Improve docs

vcastellm · vcastellm · commit 9502d2706b69 · 2026-04-10T09:22:38.000+02:00
diff --git a/website/docs/usage/upgrade.md b/website/docs/usage/upgrade.md
@@ -2,25 +2,100 @@
 title: Upgrade methods
 ---
 
-Use one of the following methods (depending on the changes) to upgrade a cluster to a newer version.
+# Upgrade methods
 
-### Rolling upgrade
+Use the upgrade method that matches the kind of change you are making. In most cases, a rolling upgrade is the safest option because it lets you replace nodes gradually while keeping the cluster available. Use backup and restore when you are building a fresh cluster, migrating to new infrastructure, or when release notes require a full rebuild instead of mixed-version operation.
 
-Use the following procedure to rotate all cluster nodes, one server at a time:
+## Before you start
 
-1. Add a new server to the cluster with a configuration that joins them to the existing cluster.

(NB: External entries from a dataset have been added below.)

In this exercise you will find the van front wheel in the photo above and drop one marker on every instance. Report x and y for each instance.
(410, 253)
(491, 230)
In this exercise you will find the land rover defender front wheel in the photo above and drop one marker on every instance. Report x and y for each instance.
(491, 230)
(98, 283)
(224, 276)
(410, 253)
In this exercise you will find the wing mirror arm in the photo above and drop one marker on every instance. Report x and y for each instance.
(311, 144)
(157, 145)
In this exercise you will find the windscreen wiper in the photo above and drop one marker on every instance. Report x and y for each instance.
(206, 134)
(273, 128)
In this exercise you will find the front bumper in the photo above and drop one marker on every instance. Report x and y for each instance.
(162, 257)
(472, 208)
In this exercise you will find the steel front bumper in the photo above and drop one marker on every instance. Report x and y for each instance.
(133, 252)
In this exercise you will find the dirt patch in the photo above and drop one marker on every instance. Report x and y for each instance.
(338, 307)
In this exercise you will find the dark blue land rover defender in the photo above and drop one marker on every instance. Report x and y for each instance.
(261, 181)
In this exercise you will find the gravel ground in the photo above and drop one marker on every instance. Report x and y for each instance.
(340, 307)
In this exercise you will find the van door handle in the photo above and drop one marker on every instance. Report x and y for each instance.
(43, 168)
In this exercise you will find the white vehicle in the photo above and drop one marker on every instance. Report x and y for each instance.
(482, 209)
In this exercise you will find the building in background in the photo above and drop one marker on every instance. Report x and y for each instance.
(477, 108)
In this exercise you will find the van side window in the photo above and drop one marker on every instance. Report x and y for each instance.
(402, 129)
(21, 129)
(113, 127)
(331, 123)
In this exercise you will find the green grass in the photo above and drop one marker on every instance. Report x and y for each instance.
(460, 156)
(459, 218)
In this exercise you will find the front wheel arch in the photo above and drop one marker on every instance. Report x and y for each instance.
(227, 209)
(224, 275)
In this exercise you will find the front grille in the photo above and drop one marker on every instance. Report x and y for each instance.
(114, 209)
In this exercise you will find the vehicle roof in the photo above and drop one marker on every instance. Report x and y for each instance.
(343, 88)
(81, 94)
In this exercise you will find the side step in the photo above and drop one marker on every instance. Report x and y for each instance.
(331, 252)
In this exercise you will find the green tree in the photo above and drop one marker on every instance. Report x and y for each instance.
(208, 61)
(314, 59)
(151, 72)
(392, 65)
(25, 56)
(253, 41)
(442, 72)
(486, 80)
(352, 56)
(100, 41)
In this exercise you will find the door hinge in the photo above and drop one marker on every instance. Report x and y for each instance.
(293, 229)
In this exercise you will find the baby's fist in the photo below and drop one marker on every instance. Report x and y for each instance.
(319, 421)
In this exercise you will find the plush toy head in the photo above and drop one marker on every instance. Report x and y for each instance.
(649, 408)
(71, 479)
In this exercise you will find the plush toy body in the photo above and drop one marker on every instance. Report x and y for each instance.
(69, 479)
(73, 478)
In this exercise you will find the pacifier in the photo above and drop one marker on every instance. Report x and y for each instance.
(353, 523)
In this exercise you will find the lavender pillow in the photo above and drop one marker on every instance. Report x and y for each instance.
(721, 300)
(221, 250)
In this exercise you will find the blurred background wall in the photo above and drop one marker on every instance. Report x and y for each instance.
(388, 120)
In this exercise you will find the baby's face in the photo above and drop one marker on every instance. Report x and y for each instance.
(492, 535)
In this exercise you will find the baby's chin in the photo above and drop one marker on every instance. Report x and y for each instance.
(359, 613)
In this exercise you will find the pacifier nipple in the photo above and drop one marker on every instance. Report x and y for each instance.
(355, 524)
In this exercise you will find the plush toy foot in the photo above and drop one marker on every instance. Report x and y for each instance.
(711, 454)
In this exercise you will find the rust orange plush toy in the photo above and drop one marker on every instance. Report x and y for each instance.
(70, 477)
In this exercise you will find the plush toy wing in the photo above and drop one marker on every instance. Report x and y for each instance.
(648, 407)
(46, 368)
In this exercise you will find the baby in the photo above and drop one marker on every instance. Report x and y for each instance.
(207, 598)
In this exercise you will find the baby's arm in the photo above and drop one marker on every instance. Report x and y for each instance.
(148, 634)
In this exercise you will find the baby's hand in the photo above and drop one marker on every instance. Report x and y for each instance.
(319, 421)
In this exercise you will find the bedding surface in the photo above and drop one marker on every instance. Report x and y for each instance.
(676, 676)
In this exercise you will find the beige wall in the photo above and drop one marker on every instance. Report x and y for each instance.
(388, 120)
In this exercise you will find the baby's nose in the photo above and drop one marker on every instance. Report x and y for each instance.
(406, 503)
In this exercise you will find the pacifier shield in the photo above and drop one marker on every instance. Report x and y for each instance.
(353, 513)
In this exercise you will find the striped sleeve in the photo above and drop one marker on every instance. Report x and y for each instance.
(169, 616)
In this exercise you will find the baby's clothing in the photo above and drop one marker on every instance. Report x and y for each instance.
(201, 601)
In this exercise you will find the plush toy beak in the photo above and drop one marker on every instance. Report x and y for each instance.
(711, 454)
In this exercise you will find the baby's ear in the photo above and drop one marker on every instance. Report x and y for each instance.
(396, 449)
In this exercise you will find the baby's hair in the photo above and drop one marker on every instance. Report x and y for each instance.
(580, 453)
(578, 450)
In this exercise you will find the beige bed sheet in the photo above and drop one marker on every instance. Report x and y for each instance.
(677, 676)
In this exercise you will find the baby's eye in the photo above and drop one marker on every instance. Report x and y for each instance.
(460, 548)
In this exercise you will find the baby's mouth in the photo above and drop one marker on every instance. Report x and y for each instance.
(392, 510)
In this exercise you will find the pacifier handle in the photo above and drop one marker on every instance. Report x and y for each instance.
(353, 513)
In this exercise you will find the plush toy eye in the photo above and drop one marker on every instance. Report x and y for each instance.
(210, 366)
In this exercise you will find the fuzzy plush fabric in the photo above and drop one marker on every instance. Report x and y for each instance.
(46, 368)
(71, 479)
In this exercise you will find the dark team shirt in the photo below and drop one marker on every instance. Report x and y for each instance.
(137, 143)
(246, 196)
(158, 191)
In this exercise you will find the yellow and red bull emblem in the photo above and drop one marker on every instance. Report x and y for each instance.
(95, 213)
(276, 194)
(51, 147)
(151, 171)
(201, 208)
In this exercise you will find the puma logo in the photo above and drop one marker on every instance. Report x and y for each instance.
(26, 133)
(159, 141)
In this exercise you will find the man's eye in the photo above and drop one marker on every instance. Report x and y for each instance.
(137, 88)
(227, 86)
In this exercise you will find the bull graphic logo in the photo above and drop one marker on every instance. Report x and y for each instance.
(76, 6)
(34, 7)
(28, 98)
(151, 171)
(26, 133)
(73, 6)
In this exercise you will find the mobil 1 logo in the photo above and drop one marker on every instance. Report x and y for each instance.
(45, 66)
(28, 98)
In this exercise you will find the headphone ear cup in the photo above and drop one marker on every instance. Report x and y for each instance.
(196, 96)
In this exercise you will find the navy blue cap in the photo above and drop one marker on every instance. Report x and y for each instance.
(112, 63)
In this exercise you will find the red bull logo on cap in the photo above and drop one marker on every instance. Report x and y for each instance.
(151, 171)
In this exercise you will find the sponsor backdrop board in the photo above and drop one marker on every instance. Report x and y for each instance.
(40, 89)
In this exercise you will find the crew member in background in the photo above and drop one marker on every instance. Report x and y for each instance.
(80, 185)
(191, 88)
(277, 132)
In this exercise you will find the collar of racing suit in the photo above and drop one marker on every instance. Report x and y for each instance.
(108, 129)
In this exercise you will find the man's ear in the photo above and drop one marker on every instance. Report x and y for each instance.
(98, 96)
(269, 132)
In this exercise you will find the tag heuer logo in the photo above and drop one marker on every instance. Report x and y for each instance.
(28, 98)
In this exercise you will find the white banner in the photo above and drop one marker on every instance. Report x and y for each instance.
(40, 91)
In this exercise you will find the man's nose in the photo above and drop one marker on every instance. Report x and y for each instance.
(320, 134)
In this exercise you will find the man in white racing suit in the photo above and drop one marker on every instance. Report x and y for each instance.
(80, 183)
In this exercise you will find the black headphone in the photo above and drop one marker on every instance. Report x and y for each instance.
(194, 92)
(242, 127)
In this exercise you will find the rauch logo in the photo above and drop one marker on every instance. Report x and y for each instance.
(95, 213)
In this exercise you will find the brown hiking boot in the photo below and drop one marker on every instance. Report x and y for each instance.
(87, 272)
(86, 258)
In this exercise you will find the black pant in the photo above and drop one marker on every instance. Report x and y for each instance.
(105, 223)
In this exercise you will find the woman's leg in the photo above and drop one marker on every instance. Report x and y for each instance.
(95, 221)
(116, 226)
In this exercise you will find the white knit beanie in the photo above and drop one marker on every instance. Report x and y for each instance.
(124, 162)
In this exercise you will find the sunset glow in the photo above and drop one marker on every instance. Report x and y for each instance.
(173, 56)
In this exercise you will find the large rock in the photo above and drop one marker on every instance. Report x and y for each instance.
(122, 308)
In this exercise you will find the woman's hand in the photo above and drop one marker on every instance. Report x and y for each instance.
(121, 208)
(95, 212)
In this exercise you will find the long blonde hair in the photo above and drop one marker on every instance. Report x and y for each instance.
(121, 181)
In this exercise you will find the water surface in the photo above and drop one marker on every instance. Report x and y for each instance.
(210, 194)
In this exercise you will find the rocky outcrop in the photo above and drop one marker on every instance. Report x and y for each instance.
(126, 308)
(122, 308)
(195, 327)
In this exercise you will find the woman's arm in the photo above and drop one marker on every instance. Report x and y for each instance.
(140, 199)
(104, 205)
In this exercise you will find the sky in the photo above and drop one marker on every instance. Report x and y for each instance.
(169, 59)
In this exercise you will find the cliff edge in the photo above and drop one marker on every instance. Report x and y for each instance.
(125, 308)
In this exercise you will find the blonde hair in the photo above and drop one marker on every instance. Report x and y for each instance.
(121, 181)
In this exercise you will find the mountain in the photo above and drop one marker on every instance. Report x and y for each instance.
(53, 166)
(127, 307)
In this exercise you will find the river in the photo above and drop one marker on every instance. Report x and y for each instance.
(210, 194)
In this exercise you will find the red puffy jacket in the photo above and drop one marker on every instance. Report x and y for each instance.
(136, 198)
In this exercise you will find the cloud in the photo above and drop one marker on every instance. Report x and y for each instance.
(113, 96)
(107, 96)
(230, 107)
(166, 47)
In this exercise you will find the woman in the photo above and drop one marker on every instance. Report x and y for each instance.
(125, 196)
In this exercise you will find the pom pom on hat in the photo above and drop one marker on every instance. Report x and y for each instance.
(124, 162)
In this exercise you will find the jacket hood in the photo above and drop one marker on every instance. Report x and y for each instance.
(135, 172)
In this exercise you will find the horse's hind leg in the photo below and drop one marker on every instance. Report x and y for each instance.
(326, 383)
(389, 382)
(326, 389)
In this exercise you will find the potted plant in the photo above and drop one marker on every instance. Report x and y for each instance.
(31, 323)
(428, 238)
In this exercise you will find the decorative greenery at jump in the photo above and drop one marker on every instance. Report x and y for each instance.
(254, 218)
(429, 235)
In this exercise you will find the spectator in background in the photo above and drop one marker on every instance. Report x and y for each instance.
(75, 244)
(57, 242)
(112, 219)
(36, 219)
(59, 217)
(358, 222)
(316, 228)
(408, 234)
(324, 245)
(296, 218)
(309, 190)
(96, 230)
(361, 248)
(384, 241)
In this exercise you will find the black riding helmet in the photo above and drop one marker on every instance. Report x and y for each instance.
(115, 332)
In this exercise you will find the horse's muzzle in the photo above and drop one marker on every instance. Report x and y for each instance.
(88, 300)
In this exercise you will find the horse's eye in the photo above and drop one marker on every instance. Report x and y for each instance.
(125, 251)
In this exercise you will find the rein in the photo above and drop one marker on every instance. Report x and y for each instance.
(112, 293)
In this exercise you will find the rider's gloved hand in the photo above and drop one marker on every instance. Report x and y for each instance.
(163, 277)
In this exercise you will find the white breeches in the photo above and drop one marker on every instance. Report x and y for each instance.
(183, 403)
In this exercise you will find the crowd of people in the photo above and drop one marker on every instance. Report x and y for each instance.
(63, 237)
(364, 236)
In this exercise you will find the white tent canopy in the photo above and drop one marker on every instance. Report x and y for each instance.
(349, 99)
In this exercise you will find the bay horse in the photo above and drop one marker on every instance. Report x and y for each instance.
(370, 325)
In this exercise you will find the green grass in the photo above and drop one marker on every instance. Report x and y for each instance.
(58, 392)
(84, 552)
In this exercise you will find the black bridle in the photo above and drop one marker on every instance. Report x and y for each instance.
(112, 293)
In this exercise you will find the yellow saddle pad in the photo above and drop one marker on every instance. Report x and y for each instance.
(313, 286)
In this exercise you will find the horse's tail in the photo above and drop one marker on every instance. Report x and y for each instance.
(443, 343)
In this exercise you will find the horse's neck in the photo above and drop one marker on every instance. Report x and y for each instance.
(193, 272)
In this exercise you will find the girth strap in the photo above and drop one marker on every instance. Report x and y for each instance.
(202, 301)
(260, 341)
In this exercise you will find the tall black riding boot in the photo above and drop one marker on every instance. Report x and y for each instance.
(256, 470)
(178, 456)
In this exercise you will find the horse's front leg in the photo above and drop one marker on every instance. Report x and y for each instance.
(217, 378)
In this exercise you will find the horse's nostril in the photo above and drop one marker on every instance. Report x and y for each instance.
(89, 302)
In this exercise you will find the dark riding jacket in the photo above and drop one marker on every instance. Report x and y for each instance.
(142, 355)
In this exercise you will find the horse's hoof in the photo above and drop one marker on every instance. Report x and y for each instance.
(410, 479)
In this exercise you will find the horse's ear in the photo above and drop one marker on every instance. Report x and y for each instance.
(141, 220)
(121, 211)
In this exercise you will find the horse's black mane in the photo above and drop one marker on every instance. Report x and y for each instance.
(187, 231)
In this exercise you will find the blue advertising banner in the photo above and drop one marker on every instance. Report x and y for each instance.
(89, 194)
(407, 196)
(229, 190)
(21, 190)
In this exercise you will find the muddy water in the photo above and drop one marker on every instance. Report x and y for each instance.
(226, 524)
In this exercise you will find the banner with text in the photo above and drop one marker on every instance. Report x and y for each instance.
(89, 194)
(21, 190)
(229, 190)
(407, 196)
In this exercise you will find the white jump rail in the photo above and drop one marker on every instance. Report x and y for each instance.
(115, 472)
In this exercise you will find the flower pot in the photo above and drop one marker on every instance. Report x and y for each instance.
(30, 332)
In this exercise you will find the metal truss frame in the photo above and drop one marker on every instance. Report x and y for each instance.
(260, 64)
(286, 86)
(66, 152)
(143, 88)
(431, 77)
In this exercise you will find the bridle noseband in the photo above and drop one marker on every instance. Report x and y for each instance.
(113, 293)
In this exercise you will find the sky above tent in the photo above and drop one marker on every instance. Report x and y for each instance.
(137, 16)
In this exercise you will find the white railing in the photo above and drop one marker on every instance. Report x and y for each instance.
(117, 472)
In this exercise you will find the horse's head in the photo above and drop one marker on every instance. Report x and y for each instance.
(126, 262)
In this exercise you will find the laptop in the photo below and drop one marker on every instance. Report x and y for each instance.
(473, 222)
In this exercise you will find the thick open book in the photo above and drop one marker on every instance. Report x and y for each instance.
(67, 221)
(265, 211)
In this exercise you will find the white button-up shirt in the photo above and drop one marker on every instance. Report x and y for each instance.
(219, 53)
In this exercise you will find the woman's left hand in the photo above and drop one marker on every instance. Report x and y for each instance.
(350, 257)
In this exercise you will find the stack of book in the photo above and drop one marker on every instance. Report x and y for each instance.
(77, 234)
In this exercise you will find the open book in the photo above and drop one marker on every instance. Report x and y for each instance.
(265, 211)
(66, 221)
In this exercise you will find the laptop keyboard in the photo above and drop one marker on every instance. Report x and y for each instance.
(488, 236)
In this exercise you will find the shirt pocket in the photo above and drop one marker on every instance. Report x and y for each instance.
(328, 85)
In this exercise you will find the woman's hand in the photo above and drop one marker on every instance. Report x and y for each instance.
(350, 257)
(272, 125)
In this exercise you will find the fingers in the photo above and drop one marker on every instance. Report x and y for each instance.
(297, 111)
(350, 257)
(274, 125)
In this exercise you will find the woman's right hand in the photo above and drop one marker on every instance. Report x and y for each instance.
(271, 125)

-1. Stop dkron service on one of the old servers, if it was the leader allow a new leader to be elected. Note that it is better to remove the current leader at the end, to ensure a leader is elected from the new nodes.
-1. Use `dkron raft list-peers` to list current cluster nodes.
-1. Use `dkron raft remove-peer` to forcefully remove the old server.
-1. Repeat steps above until all old cluster nodes have been upgraded.
+Before upgrading any node:
 
-### Backup & Restore
+1. Read the release notes for the target version and check whether mixed-version clusters are supported during the transition.
+2. Make sure the current cluster is healthy and has quorum.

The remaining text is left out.